Freedom or Fatalism?
A father who broke tradition now fights to keep his son from doing the opposite. The cycle of control (grandfather → Rotimi → Kunle) could have been powerful, but it does something else. Early scenes and the title itself suggest “a son of iron can forge his own future.” By the end, the message flips: resisting your bloodline is futile and punishing. Rotimi’s decades of struggle are framed as self-inflicted because he refused his destiny. Kunle’s acceptance, meanwhile, brings success.
The film tackles the classic conflict between personal ambition and family obligation. Every viewer recognises the pressure to become a doctor, lawyer, or engineer while parents dismiss creative or manual paths as failure. Early scenes suggest the story might champion individual choice: Rotimi rejects the anvil, Kunle secretly loves it. Yet by the end, the narrative punishes Rotimi for his rebellion.
His legal dreams collapse, he struggles for decades, and only prospers once he returns (indirectly) to metalwork through generator repairs.
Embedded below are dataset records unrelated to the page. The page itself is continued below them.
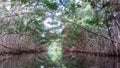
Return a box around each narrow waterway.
[0,51,120,68]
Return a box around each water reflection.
[0,52,120,68]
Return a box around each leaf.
[44,0,58,10]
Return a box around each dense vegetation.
[0,0,120,55]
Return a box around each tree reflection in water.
[0,52,120,68]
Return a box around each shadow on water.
[0,52,120,68]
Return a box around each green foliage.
[44,0,58,10]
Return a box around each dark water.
[0,52,120,68]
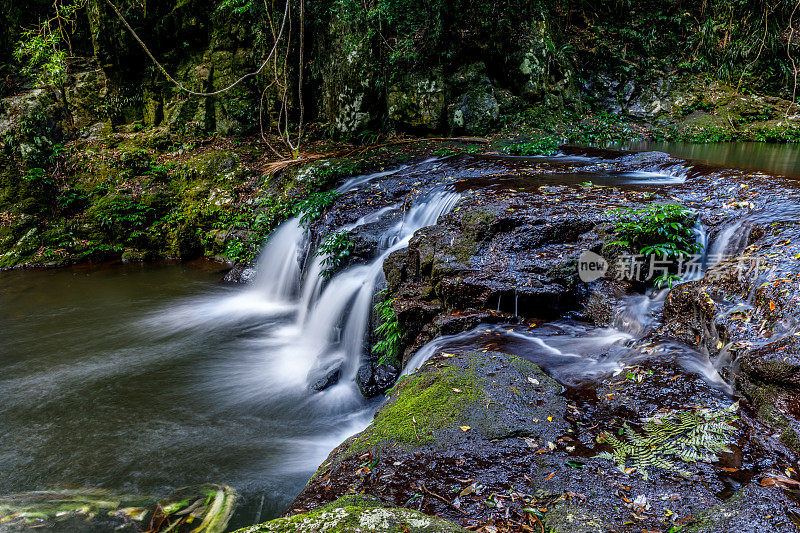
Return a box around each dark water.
[0,263,372,527]
[611,142,800,178]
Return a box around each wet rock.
[290,353,568,518]
[309,361,342,391]
[236,495,466,533]
[448,91,500,135]
[686,484,800,533]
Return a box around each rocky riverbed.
[233,149,800,532]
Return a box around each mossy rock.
[235,495,466,533]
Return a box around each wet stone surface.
[272,150,800,532]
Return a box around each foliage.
[502,137,561,156]
[566,0,800,96]
[597,403,739,480]
[372,289,401,366]
[606,204,702,287]
[317,230,354,279]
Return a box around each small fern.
[597,403,739,480]
[316,230,355,279]
[372,289,401,366]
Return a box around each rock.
[386,73,445,132]
[356,361,400,398]
[235,495,466,533]
[290,353,568,517]
[223,265,256,283]
[308,361,342,391]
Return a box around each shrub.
[606,204,702,287]
[317,230,353,279]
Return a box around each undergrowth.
[597,403,739,480]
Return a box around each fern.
[317,230,355,279]
[596,403,739,480]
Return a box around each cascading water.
[242,191,459,405]
[403,216,747,390]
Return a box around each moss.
[348,366,485,454]
[450,235,478,263]
[544,503,612,533]
[235,495,465,533]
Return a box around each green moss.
[230,495,465,533]
[348,366,485,454]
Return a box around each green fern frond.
[596,403,739,480]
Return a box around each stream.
[0,141,800,529]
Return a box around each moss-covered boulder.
[0,485,237,533]
[235,495,466,533]
[386,72,445,132]
[289,352,570,519]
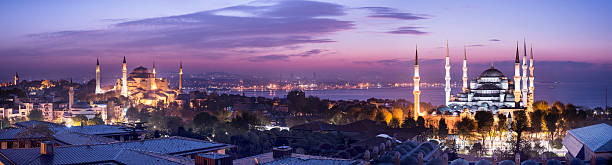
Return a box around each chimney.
[272,146,291,159]
[68,87,74,110]
[40,141,55,155]
[514,154,521,164]
[417,152,423,165]
[194,152,232,165]
[442,153,448,165]
[393,151,400,165]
Kunle, who embraces the gift, thrives. The closing impression is clear: trying to escape your “destiny” is stubborn foolishness.
Performances Trapped in Amateur Territory
Sola Sobowale delivers warmth and perfectly timed comic relief that actually earned genuine laughter in the cinema. The film contains a number of recognisable names (Jide Kosoko, Debo Adedayo, Funky Mallam and Tina Mba) appear for minutes at a time. Adult actors playing secondary-school students are painfully miscast; they tower over real pupils used as extras, destroying any illusion of adolescence. School scenes descend into caricature: a principal (Debo Adedayo) spouting fake “old-school” sarcasm, a classmate turned cartoon villain because Kunle called him tone-deaf.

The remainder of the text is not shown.